Nella puntata precedente di How to Get Away with Decameron:

-Uccidila!

-Cosa?

-Uccidila!

-Maestro, ma! Non posso ucciderla! Perché?

-Devi farlo, dobbiamo continuare il nostro progetto, se lei continuerà a vivere non avremo più possibilità alcuna, devi ucciderla!

-Ne è sicuro?

-Si, non pensarci troppo, fallo e basta!

“Mi dispiace ‘la mamma’ davvero, ma non posso farlo, non posso eliminarle, devo eliminare lei.”

“Cosa stai facendo? Posa quella pistola…!

“Annalise, mi dispiace. Non avrei mai voluto farlo, ma ho dovuto!”

“Oh, mio Dio.
Addio K5, benvenuti K6.”

“Mi spieghi perché l’avresti fatto?”

“Mi dispiace Annalise! Non volevo farlo! Sono stata costretta.”

“Da chi? Non vedo nessuno nella stanza.”

“Nessuno di voi mi crederebbe se ve lo dicessi. Davvero, Annalise mi dispiace tantissimo!”

“Non preoccuparti.
Laurel, chiama Bonnie, dille di venire immediatamente.”

“Non sei arrabbiata?!”

“Certo che lo sono! Ma d’altronde, siamo tutti nella tua testa, niente di tutto questo è reale.
Ma comunque hai ucciso mia madre! Dovresti vergognarti, in questa dimensione e in quella tua lì, dove vivi nella realtà.”

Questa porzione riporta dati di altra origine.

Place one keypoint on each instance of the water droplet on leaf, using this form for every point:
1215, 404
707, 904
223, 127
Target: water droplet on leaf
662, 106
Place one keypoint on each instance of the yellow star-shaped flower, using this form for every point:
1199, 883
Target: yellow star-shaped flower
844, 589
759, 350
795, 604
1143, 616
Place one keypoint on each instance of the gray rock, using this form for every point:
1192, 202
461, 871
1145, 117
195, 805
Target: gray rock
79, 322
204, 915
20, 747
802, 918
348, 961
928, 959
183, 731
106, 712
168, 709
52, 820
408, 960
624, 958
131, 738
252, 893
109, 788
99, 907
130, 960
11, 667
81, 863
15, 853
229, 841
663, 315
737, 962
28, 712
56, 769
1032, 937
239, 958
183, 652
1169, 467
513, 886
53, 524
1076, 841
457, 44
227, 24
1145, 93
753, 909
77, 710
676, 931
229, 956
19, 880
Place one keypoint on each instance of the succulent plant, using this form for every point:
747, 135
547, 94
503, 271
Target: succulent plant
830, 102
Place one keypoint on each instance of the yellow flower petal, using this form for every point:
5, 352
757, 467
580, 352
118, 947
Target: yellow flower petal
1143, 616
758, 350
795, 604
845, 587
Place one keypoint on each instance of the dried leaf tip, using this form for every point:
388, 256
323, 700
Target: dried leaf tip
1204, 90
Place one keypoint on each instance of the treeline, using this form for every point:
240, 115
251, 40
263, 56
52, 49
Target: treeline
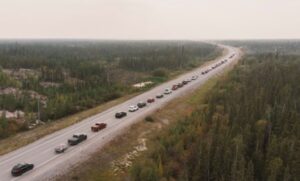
81, 74
248, 129
268, 46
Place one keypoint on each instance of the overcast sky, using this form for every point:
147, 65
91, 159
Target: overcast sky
150, 19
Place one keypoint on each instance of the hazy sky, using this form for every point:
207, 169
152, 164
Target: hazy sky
150, 19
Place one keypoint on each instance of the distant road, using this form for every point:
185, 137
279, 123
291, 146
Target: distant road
48, 164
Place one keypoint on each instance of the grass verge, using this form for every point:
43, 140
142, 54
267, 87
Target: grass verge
114, 160
24, 138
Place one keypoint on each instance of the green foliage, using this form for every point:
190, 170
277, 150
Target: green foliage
149, 119
248, 130
83, 74
160, 72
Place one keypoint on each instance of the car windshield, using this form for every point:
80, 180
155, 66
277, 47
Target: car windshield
18, 166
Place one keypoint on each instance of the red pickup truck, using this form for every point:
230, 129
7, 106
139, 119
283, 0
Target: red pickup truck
98, 126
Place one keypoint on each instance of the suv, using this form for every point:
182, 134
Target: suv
120, 114
195, 77
98, 126
179, 85
151, 100
158, 96
21, 168
141, 104
133, 108
76, 139
61, 148
174, 87
167, 91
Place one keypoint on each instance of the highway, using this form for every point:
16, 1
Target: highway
48, 164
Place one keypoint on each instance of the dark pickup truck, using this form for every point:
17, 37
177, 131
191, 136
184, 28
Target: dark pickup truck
76, 139
98, 126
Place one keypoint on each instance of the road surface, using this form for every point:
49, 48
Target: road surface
48, 164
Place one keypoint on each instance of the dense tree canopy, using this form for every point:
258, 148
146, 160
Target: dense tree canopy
247, 130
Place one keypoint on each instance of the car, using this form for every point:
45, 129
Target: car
76, 139
195, 77
184, 82
167, 91
179, 85
159, 96
98, 126
133, 108
120, 115
174, 87
141, 104
151, 100
61, 148
21, 168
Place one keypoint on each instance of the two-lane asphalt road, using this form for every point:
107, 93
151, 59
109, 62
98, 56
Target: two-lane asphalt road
48, 164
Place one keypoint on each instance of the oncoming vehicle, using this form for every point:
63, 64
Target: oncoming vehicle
120, 115
158, 96
174, 87
141, 104
179, 85
195, 77
151, 100
76, 139
21, 168
61, 148
98, 126
133, 108
167, 91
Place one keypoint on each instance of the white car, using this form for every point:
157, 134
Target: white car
61, 148
167, 91
195, 77
133, 108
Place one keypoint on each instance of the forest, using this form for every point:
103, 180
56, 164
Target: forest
62, 77
248, 128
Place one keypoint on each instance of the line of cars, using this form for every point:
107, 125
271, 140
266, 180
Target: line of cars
167, 91
21, 168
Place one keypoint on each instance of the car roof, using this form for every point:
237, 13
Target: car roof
19, 165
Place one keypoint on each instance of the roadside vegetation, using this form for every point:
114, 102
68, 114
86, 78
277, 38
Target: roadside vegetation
114, 161
49, 80
247, 128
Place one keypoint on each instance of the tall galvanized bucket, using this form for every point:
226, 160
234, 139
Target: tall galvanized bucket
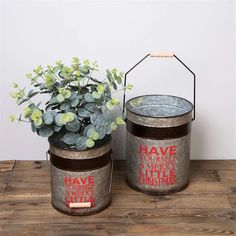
158, 140
81, 180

“Mi vergogno davvero tantissimo Annalise, scusami ancora…”

“Smettila di piagnucolare e aiutaci a pulire questo casino!
Ma vedi te, ed io che pensavo che con la dipartita di Pollon combina guai i guai sarebbero finiti…”

Bonnie, devi venire immediatamente qui!
No, non c’è Frank tranquilla, ti ucciderò un’altra volta, adesso abbiamo un altro omicidio da insabbiare.
No, Bonnie! Non sono idiota, lo so che non dovrei dire queste cose al telefono!
Smettila di insultarmi Bonnie e presentati qui al più presto!
Prima o poi la uccido seriamente!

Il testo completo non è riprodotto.